The management team has built a remarkable firm over nearly 20 years and now stands as a leader in the subprime lending space.

This deal will probably perform as well if not better than ING US (NYSE:VOYA) which came public in early May 2013 with a pricing slightly below the range at $19.50 and has performed consistently well and has recently stabilized at the $35/share level. ING US is focused on insurance and investments around the retirement market and making high-ROE decisions in building a leadership position in that sizable niche. VOYA filed a $1.4B deal amount initially which is close to the $1.5B SC IPO in terms of size.

One oddity of the Santander Consumer deal is the full one hour roadshow presentation which is amazingly long. The CEO Tom Dundon is engaging but spends a long time talking about each slide and telling the story. Seems like nobody could persuade him to keep it short.

Santander has enjoyed 4% ROA and 30-40% ROAE for the past six years which is extremely good in financial services. Total assets in 2013 stood close to $27B with net income the past three years running at $700M/year.

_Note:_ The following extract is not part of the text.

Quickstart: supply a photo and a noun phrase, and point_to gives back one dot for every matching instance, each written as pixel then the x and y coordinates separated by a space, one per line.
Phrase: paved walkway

Technology plays a role in the success of the company with very strong loan processing and approval capabilities. They have been winning business and providing "white label" services to companies like Chrysler. They have also figured out the right algorithms for the new world of subprime lending. 34% of US households are nonprime.

The "secret sauce" of the approval process brings together 2,000 bureau variables, 20 years of consumer behavioral data and proprietary algorithms to make 90,000 credit decisions from 200 business partners in a single day. The more they do, the better they get. It's very difficult to compete with this fully scaled technology at this point.

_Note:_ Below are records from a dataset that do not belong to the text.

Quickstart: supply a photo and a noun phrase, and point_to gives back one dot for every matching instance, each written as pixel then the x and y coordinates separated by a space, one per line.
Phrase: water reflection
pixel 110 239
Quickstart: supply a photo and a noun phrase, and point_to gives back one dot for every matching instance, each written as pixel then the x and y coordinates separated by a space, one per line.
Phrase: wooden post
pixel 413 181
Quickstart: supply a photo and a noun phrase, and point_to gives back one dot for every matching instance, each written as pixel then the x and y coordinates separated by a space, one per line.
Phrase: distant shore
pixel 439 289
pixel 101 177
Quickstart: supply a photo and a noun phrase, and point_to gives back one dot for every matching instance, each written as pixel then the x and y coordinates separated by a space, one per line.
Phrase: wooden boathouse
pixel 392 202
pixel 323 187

Growth in the core business will come from continued small increases in market share, a few new partnership sources and eventually direct to consumer via RoadLoans.com. Beyond autos the company is well-positioned in unsecured consumer lending in the form of personal loans (think LendingClub) and credit cards. (click to enlarge)

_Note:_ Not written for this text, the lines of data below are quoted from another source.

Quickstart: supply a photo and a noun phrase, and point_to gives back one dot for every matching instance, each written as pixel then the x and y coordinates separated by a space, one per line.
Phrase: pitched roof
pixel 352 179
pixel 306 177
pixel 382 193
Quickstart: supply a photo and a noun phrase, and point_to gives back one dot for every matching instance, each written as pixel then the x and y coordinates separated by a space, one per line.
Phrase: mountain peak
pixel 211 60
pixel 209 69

Structurally the sponsorship from Santander (which will own 61% post-IPO) provides substance, stability, funding and "opportunistic liquidity" measured in billions of dollars. Santander also helped bring global risk management, compliance and oversight into the business mix. They are a strong global player in consumer finance.

In total SC has drawn $23.6B of committed funding of over $47B. They have plenty of cash available to fund high return opportunities.

For some reason the company isn't providing full-year 2013 financials (only the 9 months through September 2013) but for that period net interest margin was $2.7B, up 26% YoY.

So the big question is where will this stock price and trade post deal. The original offering range was $22 to $24 with proposed annual dividends of $0.60/share for a mid-point yield of 2.6%.

Management is stating that they will "pay out 30+% of their net income in the form of dividends." Given that figure has been running at around $700M it suggests that the dividend is join to go up a material amount over time. For example for the year 2012 the company paid out $491M in dividends which is $1.40/share for a yield of 6%.

If investors do the math and believe in company execution that level of dividend pay-out would push the share price to $30+ and position it for 10-15% growth from there based on business results.